Viktora: Die kleinen Kreise sind nicht die großen Kostenschlucker. Aber wir haben schon viele kleine Kreise, die erkennen: Es wird mehr Sinn ergeben, wenn wir mit einem größeren Kreis zusammengehen. Und wenn so etwas aus der eigenen Perspektive kommt, ist das am konstruktivsten. Denn wer das selbst erkennt, steht auch dahinter. Und – das wird Torsten bestätigen – wir können auch nicht behaupten, dass wir in den Kreisen einen Überschuss an ehrenamtlichen Mitarbeitern haben. Selbst wenn wir irgendwo zwei Kreise zusammenlegen, würde daraus ein Kreisfußballausschuss mit Unterausschüssen entstehen, bei dem kein Ehrenamtler Bedenken haben muss, nicht mehr gebraucht zu werden.

Aber parallel könnte die Pandemie wieder eine große Rolle spielen – trotzdem sind alle hessische Ligen zum gewohnten Modus mit Hin- und Rückspiel zurückgekehrt.

Becker: Ich bin mir sicher, dass die Rückkehr zu Hin- und Rückspiel ohne geteilte Ligen oder Einfachrunden der Wunsch der Vereine war. Alle sehnen sich nach Normalität. Allerdings müssen wir uns darauf einstellen, dass im Herbst noch einmal etwas auf uns zukommen kann – schon jetzt gehen die Zahlen wieder hoch.

Quotientenregelung weiterhin in HFV-Spielordnung verankert

Und was droht den Vereinen dann?

Becker: Falls es tatsächlich anders kommt und wir eine oder mehrere Ligen nicht regulär zu Ende spielen können, kann es sein, dass wir gezwungenermaßen auf die Quotientenregelung zurückgreifen müssten, die weiterhin in der Spielordnung verankert ist. 

Apropos Spielordnung und Satzung: Zu einem außerordentlichen Verbandstag, um die Reuß-Nachfolge zu regeln, kam es nicht. Da hat der Verband eine Menge Geld gespart.

Viktora: Ein außerordentlicher Verbandstag würde uns zwischen 50.000 und 70.000 Euro kosten. Das ist eine Stange Geld. Geld ist ein wichtiges Thema in diesem Zusammenhang, final wäre dies aber nicht der Showstopper geworden. Denn, wenn wir bei den Absprachen, wie wir uns vorläufig aufstellen, gemerkt hätten, dass es so nicht funktioniert, hätten wir das Geld in die Hand genommen. Wir können ja nicht sagen, dass bis zum nächsten Verbandstag 2024 Stillstand im HFV herrschen soll. Dafür stehen viel zu wichtige Themen an.
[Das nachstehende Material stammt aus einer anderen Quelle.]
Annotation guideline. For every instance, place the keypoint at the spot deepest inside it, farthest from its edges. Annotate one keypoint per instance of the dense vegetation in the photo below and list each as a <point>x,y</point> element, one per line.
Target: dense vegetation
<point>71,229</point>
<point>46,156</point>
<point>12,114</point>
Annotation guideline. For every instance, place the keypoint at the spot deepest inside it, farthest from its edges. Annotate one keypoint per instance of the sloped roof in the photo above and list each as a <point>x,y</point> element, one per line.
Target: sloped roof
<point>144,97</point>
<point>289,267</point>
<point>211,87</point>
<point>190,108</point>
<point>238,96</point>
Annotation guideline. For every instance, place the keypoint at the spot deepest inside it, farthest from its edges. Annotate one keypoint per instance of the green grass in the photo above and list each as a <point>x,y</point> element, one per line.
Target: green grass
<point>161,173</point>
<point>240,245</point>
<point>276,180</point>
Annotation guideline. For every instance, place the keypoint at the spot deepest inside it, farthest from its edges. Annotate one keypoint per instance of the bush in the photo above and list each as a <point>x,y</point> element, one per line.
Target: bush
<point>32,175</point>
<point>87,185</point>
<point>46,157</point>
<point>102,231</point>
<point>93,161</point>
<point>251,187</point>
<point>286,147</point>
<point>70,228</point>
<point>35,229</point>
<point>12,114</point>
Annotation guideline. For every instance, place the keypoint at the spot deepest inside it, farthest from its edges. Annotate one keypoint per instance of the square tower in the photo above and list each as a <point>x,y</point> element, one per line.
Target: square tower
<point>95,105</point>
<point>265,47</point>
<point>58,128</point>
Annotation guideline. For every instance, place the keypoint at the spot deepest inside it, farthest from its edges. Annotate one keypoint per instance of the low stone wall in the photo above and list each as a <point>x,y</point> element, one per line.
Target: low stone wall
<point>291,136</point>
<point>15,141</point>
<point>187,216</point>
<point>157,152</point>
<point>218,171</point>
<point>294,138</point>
Becker: Der HFV ist der viertgrößte Landesverband und ein mittelständisches Unternehmen. Allein das Sporthotel ist eine echte Hausnummer. Für uns ist die jetzige Konstellation Neuland. Falls die Fülle der Aufgaben für das jetzige Team nicht zu bewältigen sind, müssen wir weitere Überlegungen anstellen.